Implementation Details
One may have a misconception that NeRF is a single network trained to take a number of images as input and outputs the 3D volume rendered object. This is not how NeRF works. The neural networks are trained separately scene-specifically, and cannot be re-used for other scenes.

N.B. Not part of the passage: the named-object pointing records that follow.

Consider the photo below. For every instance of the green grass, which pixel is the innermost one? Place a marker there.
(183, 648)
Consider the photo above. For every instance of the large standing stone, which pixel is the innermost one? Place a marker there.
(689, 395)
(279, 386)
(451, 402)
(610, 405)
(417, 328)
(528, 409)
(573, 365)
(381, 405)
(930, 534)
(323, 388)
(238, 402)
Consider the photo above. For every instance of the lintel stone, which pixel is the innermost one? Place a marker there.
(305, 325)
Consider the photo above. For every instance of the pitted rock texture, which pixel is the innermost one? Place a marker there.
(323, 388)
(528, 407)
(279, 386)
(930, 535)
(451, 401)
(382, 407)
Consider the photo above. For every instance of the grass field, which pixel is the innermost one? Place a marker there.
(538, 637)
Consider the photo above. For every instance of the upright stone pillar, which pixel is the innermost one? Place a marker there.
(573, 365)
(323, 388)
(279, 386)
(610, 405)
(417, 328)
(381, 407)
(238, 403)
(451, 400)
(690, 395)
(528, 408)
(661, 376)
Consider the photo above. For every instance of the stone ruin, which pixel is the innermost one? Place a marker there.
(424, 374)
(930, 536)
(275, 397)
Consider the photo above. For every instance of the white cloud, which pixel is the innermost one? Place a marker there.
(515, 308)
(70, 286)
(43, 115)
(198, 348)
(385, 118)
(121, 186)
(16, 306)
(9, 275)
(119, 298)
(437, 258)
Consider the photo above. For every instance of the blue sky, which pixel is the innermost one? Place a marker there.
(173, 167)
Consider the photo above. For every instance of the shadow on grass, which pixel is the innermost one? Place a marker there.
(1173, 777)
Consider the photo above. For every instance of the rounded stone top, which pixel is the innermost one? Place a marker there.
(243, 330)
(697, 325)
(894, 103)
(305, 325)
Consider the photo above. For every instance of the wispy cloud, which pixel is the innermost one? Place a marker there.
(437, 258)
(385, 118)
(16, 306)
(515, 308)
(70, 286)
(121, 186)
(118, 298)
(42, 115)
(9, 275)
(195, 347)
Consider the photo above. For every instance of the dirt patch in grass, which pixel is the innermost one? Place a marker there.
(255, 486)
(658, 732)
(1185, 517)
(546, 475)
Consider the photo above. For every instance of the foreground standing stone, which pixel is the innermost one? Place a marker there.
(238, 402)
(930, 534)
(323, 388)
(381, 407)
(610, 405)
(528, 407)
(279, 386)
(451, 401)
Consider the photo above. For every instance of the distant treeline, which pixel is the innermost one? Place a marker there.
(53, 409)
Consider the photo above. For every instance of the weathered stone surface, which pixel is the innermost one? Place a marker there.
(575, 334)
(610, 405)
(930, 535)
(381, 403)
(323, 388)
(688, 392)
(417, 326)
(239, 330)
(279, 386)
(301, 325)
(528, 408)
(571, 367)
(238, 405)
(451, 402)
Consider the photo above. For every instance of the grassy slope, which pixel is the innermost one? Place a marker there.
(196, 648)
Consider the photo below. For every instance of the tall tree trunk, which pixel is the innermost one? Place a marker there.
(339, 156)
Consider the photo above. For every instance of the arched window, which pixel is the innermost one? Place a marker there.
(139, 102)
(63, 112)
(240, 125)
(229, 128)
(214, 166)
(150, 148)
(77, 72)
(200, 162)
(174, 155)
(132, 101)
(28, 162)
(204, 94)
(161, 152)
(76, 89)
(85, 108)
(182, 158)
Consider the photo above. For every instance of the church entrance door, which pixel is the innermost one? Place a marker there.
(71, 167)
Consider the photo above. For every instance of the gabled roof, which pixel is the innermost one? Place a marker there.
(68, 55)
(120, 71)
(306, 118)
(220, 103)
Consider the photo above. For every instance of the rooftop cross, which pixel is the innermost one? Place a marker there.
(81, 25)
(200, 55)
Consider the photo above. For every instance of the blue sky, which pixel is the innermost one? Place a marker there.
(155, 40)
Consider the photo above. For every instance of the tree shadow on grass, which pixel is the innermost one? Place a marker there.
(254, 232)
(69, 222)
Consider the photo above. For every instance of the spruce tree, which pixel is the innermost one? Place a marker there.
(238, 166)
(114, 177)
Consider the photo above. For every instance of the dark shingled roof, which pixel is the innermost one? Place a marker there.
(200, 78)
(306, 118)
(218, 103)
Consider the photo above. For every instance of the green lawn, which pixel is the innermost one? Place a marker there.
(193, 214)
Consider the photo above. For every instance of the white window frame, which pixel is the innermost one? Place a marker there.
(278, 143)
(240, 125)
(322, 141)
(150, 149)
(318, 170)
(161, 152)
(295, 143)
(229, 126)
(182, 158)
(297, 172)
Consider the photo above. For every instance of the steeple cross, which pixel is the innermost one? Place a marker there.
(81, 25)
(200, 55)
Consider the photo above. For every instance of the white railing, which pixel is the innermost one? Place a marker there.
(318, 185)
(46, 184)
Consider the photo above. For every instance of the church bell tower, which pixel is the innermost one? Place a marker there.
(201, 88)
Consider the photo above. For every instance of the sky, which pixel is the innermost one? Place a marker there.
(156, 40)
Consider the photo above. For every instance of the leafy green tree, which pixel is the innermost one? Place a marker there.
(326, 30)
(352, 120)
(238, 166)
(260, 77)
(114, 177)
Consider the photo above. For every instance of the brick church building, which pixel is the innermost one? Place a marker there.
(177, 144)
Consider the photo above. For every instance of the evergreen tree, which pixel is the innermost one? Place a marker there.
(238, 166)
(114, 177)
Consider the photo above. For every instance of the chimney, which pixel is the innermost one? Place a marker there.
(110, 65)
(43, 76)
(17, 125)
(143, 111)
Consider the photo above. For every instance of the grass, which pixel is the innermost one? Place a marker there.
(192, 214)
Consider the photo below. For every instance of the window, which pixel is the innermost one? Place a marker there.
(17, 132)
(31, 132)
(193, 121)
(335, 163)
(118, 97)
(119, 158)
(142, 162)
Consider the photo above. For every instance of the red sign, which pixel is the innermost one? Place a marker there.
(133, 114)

Considering this feature of NeRF, the authors utilized the dataset that comprises the RGB image of the scene and their corresponding camera poses. To train the NeRF for each scene, the rays are randomly selected and followed the hierarchical sampling process described in the previous section, sampling $N_c$ points from the coarse network and $N_f$ from the fine network to estimate the color $C(\mathbf{r})$. The loss function defined simply as
$$\mathcal{L} = \sum\limits_{r\in\mathcal{R}} \left[\lVert \hat{C}_c(\mathbf{r}) -C(\mathbf{r})\rVert^{2_{2}} + \lVert\hat{C}_f(\mathbf{r}) -C(\mathbf{r})\rVert^2\right]$$
The networks were trained using Adam optimizer($\beta_{1}=0.9,\beta_2=0.99$) with $\epsilon=10^{-7}$, taking approximately 1–2 days with NVIDIA V100.
Results
The paper evaluates NeRF along with the three best performing models, Scene Representation Networks(SRN), Neural Volume(NV), and Local Light Field Fusion(LLFF). As in the above table, NeRF outperformed the existing state-of-the-art models by a huge margin in the vast majority of the metrics.
The authors strongly recommend the readers to watch the video to better experience the performance of NeRF qualitatively.
Ablation Study
An ablation study was conducted to evaluate each of the optimizations employed in the paper: Positional Encoding(PE), View Dependence(VD) and Hierarchical Sampling(H).
As in the table above, omitting a single optimization resulted in a significant performance drop. This demonstrates that none of the optimizations were redundant. Also, the results indicate that reducing the number of images also deteriorates the performance, and introducing fewer or more frequencies in the positional embedding would be ineffective.